A poco più di due mesi dalla visita di Benedetto XVI nel Paese dei Cedri, il Santo Padre ha incontrato nuovamente il Presidente della Repubblica del Libano, Michel Sleiman, ricevendolo questa mattina in Udienza nel Palazzo Apostolico Vaticano. Il Presidente è giunto nella Capitale per presenziare domani, vigilia della Solennità di Cristo Re, insieme ad una delegazione di circa 500 libanesi, al Concistoro nella Basilica Vaticana per la creazione di 6 nuovi cardinali, tra cui il patriarca maronita Béchara Boutros Raï.

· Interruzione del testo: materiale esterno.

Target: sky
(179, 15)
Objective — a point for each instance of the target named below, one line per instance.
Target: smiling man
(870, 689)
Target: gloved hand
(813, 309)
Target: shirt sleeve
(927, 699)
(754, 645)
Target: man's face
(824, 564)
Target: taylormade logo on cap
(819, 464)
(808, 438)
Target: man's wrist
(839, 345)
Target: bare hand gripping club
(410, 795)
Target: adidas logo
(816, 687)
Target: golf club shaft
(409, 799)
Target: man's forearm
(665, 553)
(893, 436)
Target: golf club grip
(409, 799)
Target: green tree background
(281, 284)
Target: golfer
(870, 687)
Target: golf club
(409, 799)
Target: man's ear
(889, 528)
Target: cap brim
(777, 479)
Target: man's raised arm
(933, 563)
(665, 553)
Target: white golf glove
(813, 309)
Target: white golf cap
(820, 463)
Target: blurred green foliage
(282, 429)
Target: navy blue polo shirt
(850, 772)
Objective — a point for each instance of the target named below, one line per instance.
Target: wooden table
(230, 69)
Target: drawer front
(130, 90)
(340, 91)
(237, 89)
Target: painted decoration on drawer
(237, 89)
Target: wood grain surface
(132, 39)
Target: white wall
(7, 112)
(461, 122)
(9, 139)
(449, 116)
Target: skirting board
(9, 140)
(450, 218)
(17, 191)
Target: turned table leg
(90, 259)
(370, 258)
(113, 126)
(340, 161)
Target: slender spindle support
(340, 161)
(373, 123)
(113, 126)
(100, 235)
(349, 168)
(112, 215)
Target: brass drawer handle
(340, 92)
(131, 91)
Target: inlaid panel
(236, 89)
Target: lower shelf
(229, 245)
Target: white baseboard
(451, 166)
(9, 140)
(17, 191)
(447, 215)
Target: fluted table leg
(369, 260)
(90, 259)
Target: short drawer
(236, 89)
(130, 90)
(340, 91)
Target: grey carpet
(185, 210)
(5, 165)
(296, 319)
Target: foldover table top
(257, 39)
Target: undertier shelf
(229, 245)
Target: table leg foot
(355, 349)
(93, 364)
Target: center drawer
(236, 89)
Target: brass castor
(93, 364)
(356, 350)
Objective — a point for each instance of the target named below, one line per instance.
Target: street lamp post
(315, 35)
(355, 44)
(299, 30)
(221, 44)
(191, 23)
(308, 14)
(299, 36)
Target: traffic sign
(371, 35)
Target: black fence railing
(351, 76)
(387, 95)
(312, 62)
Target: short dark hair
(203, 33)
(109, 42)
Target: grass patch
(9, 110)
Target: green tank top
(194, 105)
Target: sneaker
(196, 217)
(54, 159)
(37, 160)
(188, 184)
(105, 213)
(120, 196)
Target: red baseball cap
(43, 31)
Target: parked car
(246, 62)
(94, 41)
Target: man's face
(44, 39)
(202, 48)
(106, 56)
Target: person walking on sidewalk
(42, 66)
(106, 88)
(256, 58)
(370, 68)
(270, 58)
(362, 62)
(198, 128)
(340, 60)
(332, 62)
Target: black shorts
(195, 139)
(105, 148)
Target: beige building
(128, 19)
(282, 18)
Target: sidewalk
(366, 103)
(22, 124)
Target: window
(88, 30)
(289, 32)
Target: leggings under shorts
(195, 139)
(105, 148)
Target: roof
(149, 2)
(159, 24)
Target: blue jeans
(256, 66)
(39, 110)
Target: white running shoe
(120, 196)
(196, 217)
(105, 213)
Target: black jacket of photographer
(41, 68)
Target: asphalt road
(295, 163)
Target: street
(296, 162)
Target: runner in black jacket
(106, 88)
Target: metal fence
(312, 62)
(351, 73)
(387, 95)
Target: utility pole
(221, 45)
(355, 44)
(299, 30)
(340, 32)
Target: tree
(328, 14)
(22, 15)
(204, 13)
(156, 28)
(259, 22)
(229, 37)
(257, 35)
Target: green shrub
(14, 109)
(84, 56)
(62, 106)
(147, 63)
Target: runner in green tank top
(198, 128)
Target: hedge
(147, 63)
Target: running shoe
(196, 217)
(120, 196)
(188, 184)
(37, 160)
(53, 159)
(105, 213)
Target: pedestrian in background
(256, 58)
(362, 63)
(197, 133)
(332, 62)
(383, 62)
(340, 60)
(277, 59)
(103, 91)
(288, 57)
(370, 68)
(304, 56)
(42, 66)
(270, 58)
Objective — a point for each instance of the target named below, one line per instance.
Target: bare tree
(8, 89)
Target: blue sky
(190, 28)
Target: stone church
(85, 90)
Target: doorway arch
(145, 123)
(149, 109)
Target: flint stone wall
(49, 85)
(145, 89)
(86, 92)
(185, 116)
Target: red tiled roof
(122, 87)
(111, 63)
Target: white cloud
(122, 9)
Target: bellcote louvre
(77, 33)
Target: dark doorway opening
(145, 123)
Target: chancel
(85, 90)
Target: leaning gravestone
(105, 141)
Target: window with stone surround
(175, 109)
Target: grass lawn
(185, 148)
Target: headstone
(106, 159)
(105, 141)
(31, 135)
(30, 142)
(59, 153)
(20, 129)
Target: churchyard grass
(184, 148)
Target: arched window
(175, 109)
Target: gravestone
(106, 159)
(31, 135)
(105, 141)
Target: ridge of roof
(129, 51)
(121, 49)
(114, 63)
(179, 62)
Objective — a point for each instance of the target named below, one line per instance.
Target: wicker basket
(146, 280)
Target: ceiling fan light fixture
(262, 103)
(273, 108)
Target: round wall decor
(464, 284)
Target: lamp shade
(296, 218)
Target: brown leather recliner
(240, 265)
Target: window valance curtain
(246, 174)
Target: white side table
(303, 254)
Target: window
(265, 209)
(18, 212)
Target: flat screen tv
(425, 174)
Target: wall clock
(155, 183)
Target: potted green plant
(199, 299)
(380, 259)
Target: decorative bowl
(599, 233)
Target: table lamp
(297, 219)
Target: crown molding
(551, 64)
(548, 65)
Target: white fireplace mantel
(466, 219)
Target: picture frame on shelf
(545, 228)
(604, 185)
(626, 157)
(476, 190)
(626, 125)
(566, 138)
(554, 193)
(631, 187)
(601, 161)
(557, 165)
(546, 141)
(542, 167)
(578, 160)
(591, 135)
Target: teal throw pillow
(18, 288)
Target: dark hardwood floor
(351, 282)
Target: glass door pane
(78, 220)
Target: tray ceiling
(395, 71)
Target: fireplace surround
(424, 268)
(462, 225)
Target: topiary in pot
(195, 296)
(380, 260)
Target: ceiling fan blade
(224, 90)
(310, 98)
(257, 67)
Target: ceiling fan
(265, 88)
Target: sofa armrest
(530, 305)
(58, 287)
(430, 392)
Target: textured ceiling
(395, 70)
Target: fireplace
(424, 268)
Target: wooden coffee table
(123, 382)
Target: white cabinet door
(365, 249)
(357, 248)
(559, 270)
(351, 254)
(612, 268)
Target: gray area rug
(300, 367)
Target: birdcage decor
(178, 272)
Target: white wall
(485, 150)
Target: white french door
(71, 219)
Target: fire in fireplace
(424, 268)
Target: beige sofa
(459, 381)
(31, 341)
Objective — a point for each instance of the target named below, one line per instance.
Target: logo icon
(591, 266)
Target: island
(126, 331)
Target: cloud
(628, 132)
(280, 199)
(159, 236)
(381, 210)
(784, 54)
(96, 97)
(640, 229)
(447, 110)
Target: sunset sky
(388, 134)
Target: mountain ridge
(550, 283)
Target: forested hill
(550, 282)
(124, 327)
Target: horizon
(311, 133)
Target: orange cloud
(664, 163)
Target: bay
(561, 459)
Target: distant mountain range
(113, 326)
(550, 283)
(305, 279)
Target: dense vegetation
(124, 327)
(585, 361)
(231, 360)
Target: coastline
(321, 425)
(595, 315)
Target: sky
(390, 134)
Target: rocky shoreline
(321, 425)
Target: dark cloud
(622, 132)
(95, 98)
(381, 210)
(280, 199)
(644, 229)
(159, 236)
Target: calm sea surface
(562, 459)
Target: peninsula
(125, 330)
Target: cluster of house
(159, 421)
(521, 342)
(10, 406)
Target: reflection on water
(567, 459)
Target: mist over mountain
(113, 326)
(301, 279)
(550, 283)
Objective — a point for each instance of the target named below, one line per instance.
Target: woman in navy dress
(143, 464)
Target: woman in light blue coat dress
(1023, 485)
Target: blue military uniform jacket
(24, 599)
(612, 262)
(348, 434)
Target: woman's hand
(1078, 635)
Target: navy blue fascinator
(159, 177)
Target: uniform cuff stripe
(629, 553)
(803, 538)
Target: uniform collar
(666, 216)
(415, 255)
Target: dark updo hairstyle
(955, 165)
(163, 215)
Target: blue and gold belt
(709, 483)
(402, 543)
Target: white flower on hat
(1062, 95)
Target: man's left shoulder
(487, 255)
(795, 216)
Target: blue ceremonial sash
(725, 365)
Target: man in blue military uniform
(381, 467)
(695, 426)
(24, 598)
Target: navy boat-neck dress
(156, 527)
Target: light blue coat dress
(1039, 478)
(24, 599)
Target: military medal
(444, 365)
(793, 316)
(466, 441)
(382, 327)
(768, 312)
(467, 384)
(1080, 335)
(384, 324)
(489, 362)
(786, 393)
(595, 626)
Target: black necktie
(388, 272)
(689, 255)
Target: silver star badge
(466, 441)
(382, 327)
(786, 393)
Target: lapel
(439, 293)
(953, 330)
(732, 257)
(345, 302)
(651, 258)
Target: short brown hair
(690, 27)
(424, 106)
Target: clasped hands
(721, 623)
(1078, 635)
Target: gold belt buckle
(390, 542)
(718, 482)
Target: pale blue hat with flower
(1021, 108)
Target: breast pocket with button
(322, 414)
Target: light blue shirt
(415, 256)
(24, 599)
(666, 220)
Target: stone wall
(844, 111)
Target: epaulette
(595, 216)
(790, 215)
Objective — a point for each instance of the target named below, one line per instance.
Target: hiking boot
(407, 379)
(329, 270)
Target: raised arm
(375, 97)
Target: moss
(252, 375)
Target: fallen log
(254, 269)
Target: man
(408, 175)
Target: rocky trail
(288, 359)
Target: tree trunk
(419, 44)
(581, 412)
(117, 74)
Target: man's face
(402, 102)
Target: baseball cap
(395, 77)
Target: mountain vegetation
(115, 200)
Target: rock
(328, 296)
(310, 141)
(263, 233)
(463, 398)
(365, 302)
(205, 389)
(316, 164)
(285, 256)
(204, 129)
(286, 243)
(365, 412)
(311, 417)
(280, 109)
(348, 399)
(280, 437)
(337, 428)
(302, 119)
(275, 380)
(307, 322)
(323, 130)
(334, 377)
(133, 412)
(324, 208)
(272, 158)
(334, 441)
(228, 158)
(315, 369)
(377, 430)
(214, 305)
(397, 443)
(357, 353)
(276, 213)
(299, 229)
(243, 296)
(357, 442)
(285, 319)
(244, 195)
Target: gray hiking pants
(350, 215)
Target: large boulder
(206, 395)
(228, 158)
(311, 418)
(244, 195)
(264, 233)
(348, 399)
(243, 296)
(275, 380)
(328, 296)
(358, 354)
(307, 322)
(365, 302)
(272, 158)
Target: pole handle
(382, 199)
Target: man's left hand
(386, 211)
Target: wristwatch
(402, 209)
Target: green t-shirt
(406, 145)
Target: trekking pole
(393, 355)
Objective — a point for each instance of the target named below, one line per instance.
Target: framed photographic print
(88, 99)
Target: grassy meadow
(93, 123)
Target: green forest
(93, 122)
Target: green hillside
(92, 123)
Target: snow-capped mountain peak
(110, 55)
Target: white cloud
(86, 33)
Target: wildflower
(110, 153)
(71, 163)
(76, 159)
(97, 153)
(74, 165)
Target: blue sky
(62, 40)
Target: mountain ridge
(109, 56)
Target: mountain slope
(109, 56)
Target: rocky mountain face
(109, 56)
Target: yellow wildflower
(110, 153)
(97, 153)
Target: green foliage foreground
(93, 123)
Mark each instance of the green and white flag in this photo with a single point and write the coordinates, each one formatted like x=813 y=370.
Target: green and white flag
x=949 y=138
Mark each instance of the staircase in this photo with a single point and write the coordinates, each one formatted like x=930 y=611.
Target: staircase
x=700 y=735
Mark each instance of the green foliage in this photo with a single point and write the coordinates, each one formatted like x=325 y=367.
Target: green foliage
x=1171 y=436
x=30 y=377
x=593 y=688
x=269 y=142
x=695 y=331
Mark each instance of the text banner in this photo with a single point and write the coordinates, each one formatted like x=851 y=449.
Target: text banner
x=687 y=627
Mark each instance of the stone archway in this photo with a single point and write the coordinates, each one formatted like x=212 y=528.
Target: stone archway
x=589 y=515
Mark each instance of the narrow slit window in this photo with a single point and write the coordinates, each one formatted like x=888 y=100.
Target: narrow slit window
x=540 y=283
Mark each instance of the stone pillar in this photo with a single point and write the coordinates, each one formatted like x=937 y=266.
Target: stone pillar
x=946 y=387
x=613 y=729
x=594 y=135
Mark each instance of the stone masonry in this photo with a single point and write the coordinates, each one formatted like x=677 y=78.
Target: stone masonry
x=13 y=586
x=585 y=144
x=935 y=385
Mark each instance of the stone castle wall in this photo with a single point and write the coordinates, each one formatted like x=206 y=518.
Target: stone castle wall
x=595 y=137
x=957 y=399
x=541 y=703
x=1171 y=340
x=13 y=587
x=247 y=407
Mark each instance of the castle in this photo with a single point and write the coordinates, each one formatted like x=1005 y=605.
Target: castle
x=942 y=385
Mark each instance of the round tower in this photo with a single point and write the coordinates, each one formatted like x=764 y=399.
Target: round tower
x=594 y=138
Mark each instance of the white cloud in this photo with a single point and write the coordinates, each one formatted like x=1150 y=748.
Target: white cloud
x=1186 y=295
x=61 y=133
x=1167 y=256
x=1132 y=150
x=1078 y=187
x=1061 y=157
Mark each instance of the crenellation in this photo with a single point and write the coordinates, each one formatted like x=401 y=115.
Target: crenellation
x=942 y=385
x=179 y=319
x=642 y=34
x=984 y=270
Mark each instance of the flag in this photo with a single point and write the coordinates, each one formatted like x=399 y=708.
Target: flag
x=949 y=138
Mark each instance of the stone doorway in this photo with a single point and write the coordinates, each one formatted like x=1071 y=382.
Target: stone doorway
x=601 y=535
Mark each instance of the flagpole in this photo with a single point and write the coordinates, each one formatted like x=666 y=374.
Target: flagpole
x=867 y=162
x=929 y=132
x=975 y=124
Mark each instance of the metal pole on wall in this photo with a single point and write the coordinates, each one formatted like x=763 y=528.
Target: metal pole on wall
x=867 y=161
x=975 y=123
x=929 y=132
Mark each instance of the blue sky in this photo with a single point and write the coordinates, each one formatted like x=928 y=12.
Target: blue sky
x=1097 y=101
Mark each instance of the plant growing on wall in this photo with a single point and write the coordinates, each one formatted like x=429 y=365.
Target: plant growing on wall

Secondo quanto riferito dall'Agenzia Fides, al Concistoro sarà presente anche Ghalib Abu Zeinab, responsabile delle relazioni con i cristiani del partito Hezbollah. Già lo scorso 9 novembre, una delegazione di Hezbollah si era recata al Patriarcato maronita di Bkerke, vicino Beirut, per congratularsi con il patriarca per la sua nomina. Per ringraziare il Papa dell'elezione cardinalizia del patriarca Raï - dimostrazione di "sostegno della Santa Sede al Libano multireligioso" come dichiara il quotidiano in lingua francese del Libano L’Orient-Le tour - e per la visita di settembre, il Presidente Sleiman ha portato al Pontefice alcuni doni. Tra questi: una immagine della Madonna con il Bambino di arte antica e un grande album di fotografie che raccoglie le più belle istantanee del viaggio apostolico in Libano. Dopo i 15 minuti di colloquio privato, il Papa e il Capo di Stato hanno vissuto un momento pubblico dal tono "familiare" davanti ai fotografi e ai cronisti, sfogliando e commentando insieme il grande album che ripercorreva le tappe pricipali del viaggio.